Fix/segmentation queue fix with parallelization by babo989 · Pull Request #937 · fairscope/PlanktoScope

babo989 · 2026-04-22T23:12:27Z

Parallel + Queue-Capable Segmenter PR Guide

Branch: fix/segmentation-hard-stop → main on fairscope/PlanktoScope
Date: 2026-04-22
Tested on: PlanktoScope v3.0 device great-door (RPi 5, Bookworm)

TL;DR

Adds mid-pipeline stop support to the segmenter and fixes related issues
surfaced during testing. See docs/segmentation-hard-stop-pr-guide.md for
architecture justification, commit-by-commit narrative, and test results.

Ten commits. The first five (inherited from feature/parallel-segmenter) refactor the segmenter from a monolithic sequential loop into a parallel pipeline with per-image streaming. The last five (new on this branch) add mid-pipeline stop support, fix related bugs surfaced during testing, and restore the buggy magnification chip in the dashboard.

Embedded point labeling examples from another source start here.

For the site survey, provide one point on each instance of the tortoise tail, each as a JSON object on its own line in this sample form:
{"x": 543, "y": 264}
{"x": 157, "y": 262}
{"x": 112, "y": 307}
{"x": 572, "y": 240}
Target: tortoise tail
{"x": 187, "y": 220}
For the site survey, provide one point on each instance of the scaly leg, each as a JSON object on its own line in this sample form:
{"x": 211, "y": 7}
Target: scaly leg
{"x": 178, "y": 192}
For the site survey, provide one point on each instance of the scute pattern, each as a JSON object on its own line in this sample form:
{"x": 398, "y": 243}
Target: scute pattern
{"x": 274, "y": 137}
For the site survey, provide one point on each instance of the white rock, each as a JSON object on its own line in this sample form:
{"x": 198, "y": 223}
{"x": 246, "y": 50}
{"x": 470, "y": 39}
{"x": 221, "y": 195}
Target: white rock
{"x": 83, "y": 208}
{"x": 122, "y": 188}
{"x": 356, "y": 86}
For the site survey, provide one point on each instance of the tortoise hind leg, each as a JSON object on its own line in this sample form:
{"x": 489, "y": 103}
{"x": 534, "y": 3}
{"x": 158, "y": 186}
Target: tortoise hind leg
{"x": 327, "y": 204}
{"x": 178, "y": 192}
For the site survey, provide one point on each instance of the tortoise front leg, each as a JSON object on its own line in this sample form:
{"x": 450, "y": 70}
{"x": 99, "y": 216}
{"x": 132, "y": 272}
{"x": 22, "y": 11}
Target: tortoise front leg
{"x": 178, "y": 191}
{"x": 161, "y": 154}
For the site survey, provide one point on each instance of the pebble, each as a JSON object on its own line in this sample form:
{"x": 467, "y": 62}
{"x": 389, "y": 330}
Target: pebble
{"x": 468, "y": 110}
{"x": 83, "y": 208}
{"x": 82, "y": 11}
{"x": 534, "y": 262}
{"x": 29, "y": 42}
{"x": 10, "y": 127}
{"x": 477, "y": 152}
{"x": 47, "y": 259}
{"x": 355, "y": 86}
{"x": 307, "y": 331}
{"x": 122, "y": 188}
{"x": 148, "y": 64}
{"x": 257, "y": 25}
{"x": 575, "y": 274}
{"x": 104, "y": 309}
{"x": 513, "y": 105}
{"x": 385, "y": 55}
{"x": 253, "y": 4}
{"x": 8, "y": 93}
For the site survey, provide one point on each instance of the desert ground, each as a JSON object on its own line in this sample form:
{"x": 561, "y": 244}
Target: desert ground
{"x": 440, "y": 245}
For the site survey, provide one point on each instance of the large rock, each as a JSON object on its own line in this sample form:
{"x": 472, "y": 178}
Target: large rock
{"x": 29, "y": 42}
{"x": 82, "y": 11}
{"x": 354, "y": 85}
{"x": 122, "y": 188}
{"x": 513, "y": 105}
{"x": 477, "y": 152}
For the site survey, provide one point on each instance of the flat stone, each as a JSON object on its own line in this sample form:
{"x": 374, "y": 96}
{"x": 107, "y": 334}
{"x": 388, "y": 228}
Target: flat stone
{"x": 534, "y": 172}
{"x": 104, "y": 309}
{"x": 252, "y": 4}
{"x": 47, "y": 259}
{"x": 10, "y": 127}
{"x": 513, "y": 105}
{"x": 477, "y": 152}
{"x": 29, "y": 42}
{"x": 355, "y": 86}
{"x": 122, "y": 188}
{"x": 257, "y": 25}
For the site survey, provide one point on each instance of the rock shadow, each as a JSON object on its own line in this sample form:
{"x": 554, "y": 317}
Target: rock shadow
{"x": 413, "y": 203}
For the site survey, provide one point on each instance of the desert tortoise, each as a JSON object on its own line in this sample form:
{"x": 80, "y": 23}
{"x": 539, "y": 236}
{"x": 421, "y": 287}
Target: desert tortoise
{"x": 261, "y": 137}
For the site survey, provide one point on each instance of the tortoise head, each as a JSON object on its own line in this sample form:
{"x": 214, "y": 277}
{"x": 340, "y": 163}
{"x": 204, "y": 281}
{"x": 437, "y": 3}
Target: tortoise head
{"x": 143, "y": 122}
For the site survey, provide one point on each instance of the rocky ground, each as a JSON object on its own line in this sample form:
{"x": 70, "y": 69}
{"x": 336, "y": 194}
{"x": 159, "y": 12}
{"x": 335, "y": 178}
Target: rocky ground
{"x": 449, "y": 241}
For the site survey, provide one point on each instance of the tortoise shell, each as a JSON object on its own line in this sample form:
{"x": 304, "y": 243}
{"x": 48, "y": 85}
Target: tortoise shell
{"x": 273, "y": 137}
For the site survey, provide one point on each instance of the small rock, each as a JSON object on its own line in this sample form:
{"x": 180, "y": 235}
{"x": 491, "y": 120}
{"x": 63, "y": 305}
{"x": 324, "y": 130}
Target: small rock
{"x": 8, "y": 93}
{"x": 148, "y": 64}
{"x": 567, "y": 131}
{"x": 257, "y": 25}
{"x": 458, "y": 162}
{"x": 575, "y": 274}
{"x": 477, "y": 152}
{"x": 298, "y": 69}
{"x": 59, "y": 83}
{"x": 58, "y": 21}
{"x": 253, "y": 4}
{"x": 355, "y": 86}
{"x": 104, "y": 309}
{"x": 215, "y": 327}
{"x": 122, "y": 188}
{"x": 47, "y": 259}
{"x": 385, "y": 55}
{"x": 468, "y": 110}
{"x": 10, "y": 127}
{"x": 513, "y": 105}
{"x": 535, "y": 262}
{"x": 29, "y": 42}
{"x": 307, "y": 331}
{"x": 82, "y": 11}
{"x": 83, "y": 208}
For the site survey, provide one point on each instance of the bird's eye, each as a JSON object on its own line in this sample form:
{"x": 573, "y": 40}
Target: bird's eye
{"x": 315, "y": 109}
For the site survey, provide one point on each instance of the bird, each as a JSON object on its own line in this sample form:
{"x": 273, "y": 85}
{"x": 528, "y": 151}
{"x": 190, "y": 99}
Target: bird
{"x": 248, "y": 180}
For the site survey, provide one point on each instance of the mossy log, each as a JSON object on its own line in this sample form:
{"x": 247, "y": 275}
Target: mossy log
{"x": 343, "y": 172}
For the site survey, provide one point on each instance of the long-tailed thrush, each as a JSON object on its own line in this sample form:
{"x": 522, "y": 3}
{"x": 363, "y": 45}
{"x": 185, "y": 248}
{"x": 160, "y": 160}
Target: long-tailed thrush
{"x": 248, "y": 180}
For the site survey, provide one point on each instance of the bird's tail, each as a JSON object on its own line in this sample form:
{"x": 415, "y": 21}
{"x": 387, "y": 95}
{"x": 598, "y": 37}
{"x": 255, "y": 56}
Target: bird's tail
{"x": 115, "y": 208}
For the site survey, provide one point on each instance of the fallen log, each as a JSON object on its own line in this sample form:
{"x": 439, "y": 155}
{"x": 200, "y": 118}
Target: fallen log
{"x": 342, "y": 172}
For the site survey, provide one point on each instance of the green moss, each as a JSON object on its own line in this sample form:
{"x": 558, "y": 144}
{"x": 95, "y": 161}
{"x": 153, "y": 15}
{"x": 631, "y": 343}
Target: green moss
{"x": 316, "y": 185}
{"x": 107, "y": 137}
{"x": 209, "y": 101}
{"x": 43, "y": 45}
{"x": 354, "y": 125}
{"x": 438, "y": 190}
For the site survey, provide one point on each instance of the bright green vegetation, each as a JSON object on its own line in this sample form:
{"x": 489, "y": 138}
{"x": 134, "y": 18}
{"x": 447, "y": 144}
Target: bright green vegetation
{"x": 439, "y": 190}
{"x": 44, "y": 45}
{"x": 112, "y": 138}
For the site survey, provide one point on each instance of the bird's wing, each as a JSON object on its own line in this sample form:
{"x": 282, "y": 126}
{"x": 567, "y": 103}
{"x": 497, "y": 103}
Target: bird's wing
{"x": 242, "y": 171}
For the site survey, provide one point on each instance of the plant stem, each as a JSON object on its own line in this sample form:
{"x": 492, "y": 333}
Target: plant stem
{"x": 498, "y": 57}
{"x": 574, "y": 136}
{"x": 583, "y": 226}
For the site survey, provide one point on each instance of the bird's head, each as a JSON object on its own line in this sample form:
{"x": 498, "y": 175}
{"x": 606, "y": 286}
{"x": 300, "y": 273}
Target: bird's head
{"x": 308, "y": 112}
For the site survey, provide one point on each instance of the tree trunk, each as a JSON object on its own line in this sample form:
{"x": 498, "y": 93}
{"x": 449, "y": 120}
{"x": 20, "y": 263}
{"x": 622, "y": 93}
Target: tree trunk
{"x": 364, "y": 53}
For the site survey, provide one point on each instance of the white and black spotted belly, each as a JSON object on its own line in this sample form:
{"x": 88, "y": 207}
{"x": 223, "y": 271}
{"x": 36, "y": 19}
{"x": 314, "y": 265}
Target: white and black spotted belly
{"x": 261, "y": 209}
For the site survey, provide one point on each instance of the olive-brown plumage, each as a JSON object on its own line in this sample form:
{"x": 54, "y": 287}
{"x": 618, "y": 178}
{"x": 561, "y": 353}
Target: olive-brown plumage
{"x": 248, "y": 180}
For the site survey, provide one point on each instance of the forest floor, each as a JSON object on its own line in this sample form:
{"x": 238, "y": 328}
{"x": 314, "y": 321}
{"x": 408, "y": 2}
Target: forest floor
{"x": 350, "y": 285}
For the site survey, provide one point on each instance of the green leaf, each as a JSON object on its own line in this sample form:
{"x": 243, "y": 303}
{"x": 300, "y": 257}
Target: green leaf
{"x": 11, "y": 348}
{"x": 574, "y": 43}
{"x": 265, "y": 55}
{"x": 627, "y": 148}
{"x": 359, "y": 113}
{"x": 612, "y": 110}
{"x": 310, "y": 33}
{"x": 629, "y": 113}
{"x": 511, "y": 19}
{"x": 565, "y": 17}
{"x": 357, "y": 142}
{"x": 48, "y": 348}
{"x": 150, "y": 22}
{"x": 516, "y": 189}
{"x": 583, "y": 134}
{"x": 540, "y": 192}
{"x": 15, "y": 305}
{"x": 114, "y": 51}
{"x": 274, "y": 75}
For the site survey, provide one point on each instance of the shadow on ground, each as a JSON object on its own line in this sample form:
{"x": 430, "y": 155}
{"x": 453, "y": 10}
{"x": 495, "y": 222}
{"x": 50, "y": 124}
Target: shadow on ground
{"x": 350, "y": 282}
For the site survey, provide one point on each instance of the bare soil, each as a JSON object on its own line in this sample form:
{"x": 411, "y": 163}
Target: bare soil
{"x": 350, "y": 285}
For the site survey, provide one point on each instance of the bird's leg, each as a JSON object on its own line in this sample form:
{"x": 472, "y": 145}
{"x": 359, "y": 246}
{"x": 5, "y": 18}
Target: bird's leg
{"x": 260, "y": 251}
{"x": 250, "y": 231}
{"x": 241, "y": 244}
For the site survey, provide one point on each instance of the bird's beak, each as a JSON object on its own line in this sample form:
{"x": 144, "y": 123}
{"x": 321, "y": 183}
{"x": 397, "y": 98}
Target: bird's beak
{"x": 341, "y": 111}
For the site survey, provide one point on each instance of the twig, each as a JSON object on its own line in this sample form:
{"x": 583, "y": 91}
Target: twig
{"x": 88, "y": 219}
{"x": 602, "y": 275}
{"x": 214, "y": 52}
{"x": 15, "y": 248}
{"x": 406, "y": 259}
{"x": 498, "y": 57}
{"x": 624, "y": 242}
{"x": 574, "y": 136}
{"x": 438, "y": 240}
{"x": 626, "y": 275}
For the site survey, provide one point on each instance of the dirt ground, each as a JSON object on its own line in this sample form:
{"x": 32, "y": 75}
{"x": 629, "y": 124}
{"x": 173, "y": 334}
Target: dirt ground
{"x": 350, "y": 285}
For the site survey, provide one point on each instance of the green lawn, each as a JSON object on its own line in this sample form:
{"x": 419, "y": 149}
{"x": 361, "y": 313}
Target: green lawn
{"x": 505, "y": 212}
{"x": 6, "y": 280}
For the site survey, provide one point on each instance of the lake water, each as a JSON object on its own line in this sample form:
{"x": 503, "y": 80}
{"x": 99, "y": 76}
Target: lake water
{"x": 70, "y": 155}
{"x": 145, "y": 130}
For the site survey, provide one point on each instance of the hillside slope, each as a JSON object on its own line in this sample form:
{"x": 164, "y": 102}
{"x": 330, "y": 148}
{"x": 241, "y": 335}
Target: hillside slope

The architectural justification is that the refactor of the segmenter also acts as the enabler for the queue UI features that were merged on the dashboard side (fairscope/dashboard@b2d3d82). Those features were becoming difficult to implement reliably against the previous monolithic segmenter.

Why enable parallel?

The previous segmenter (_pipe() on main) was a single synchronous loop:

for image in acquisition:
    open → flat-correct → mask → slice → save crops → mutate global state → MQTT publish

This shape has three problems that were blocking the dashboard's queue features:

1. No cooperative interrupt point

There is no clean seam between operations to check for a user involved stop if something strange happens. Adding stop checks without instrumenting every internal step (open, threshold, erode, dilate, close, slice, save) made pausing or canceling buggy. MQTT messages, as far as I understand, are pulled only from the segmenter's main run() event loop — and run() is blocked inside the long-running _pipe() call for the entire duration of the process. The result, before this PR: the orange Stop button in the dashboard had no visible effect; segmentation always ran to completion.

The parallel refactor had a nice natural seam — the for future, i, filename in futures await loop, where each completed image is a clean point to check the MQTT buffer, which is nice.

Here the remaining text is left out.